Her neyse. Cumartesi günü bir hasta ziyareti için Ankara Siteler tarafında bir  mahalleye gitmemiz gerekti dostlar. Gittik de nitekim. :) Hatta herkes "vay anasınıııı" filan oldu. Sanki bayanlar trafikte araba kullanamzmış gibisinden bir "vay anasınııı" idi bu ama. Biraz da civcivli trafiklerden geçmek gerekli o bölgeye gitmek için. Bilenler bilir, Siteler gibi bir semt, erkek yoğun bir semttir, mobilya bölgesi olmasından ötürü :) Orada bir kısım Nazar bulutlarını tepemde topladıktan sonra, biz de hasta ziyaretini bitirip evimize dönmeye karar verdik. Zaten benim maceram orada başladı :S

Siteler kavşakta, önce vites tarafından ilginç bir ses geldi. Ben çok üzerinde durmadım. Ondan sonracıma, bir müddet daha yol gittikten sonra arabadan sanki tekere pet şişe sıkışmış gibi ilginç bir ses gelmeye başladı. Hatta o esnada kardeşim önde seyir halinde olan Mor renkli Murat 131 ile dalga geçiyordu "öndeki apaçiye baksana ablaaa, şekil yapmış arabasından ses çıkıyo" diye, meğer ki o ses bizden çıkıyormuş :)))

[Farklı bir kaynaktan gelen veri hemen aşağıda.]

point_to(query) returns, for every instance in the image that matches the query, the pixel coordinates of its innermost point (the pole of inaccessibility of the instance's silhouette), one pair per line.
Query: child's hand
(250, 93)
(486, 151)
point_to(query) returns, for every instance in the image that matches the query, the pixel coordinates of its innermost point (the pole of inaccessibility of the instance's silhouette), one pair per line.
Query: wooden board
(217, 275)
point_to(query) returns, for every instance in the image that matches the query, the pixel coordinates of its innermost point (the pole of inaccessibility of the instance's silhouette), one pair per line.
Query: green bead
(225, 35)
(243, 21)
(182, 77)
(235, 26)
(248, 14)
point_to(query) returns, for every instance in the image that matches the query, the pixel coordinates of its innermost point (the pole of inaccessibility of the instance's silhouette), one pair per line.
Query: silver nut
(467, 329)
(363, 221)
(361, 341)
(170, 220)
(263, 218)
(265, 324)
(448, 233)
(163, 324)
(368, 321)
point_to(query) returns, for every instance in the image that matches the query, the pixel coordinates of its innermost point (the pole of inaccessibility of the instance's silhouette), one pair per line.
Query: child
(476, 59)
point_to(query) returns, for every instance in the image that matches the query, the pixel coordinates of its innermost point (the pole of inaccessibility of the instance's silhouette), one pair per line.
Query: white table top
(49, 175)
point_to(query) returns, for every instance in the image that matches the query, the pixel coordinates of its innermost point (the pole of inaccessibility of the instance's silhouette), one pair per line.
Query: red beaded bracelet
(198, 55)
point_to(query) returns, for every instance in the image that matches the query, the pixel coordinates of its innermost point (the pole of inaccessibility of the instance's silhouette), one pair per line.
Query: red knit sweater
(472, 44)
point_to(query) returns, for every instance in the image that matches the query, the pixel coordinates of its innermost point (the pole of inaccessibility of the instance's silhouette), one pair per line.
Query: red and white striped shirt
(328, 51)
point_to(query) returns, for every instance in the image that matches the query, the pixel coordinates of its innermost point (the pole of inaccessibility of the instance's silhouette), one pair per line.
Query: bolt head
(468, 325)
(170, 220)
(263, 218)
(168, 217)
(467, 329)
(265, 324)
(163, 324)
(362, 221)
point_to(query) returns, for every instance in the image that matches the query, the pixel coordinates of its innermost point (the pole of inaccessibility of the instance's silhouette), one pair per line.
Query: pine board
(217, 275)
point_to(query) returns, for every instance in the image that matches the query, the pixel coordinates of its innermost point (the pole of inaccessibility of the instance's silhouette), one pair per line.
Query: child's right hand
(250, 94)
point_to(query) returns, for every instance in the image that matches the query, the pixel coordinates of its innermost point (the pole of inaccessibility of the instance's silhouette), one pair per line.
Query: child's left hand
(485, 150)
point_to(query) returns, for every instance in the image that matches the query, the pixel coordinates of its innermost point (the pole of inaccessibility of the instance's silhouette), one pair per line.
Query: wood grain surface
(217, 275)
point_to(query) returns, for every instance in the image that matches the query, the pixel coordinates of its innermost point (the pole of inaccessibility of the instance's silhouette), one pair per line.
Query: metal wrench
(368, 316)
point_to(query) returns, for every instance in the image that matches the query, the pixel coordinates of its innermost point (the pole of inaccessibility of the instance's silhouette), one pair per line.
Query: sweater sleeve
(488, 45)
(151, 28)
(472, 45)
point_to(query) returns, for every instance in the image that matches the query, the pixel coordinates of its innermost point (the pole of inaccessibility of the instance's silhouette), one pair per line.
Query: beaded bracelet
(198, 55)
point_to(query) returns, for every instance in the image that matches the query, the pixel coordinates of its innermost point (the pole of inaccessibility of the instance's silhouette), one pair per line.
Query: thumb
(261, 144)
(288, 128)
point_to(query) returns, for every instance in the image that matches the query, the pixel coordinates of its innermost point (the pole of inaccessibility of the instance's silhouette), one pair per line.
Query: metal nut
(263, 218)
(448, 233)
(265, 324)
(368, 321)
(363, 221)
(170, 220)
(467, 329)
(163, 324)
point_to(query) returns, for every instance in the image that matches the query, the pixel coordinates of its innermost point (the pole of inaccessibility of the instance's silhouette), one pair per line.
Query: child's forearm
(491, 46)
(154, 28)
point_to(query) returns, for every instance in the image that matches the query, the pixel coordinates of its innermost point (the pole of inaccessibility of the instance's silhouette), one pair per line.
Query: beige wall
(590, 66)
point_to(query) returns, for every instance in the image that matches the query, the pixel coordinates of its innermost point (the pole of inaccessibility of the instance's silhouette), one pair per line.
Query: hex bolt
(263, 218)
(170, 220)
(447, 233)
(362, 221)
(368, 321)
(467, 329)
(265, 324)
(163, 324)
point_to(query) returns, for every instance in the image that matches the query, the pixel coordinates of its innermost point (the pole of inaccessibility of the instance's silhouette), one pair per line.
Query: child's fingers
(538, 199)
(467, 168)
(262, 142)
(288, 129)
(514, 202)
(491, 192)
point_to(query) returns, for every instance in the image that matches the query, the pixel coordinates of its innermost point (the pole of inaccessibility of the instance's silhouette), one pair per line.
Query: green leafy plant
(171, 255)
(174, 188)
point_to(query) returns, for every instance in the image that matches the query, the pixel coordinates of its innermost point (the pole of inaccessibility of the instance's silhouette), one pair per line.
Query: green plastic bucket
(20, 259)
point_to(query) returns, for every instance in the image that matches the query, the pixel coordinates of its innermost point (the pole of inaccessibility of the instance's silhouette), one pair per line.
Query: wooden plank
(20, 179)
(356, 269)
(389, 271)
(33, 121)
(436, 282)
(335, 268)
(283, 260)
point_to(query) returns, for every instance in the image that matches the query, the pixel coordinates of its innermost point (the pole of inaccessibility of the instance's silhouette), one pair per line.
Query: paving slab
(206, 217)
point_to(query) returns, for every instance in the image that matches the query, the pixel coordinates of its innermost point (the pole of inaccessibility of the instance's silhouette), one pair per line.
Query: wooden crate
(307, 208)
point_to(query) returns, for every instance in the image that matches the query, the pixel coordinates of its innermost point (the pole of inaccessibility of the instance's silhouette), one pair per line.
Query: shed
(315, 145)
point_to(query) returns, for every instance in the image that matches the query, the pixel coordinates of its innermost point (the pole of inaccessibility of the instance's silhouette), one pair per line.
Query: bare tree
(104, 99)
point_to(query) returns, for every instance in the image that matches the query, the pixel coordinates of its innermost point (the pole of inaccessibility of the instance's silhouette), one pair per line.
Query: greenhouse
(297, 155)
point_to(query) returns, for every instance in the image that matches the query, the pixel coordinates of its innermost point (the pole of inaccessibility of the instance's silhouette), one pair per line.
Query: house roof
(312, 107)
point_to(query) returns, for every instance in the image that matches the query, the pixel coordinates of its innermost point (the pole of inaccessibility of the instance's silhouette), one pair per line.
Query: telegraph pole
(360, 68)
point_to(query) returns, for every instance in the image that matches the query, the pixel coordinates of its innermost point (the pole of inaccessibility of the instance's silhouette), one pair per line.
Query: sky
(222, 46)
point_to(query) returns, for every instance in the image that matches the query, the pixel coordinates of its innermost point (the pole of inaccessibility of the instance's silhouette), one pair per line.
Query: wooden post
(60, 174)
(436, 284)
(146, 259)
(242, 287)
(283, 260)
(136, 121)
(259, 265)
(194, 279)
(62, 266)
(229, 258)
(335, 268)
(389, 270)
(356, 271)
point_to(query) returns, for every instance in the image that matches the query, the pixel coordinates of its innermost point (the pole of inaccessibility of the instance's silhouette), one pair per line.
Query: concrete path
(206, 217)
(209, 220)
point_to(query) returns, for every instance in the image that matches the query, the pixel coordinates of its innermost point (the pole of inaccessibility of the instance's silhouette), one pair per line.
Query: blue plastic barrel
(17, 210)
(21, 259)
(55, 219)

Daha sonra, eve yaklaşmışken arabanın gösterge panelinde akü resmi yanmaya başladı ki gerçek anlamda yusuf'lamam buna tekabül eder. "Lan arabanın sigortaları mı attı, kısadevre mi yaptı araba? Naapcam, tüh tüh" derken önüme çıkan ilk sakin sokağa sapıp arabayı park etmem bir oldu. Annemle kardeşim de tedirgin tabii. Hemen kaputu açtım, baktım sakin, duman filan yok, aküye baktım, o da normal görünüyo. Etraftan gelip geçenler kendi kendilerine yoruma hazır vaziyette, "Abla kayışı kopmuş bunun" filan diyolar. Ben tabii cırcır direk "ne kayışı, kayışın ne olduğunu biliyorum, arabayı tanıyan benim" Ya bu erkek milleti de bir ilginç, herşeye yerli yersiz yorumda bulunuyorlar. Kardeşim ben tanıyorum buı arayabı değil mi, ustasına da ben götürdüm, değişenini de ben hallettim. Sana ne oluyo???

Neyse, o esnada babamı da aradım, o da "eve gel kızım yavaş yavaş" dedi. Eve gidiyoruz ama kardeşim de bi yandan deli gibi müzik dinliyo, o arada ona da cıraldım " ben neyin derdindeyim, sen fikirsiz fikirsiz müzik dinliyosun, kapat şunu!!!" o da sus pus...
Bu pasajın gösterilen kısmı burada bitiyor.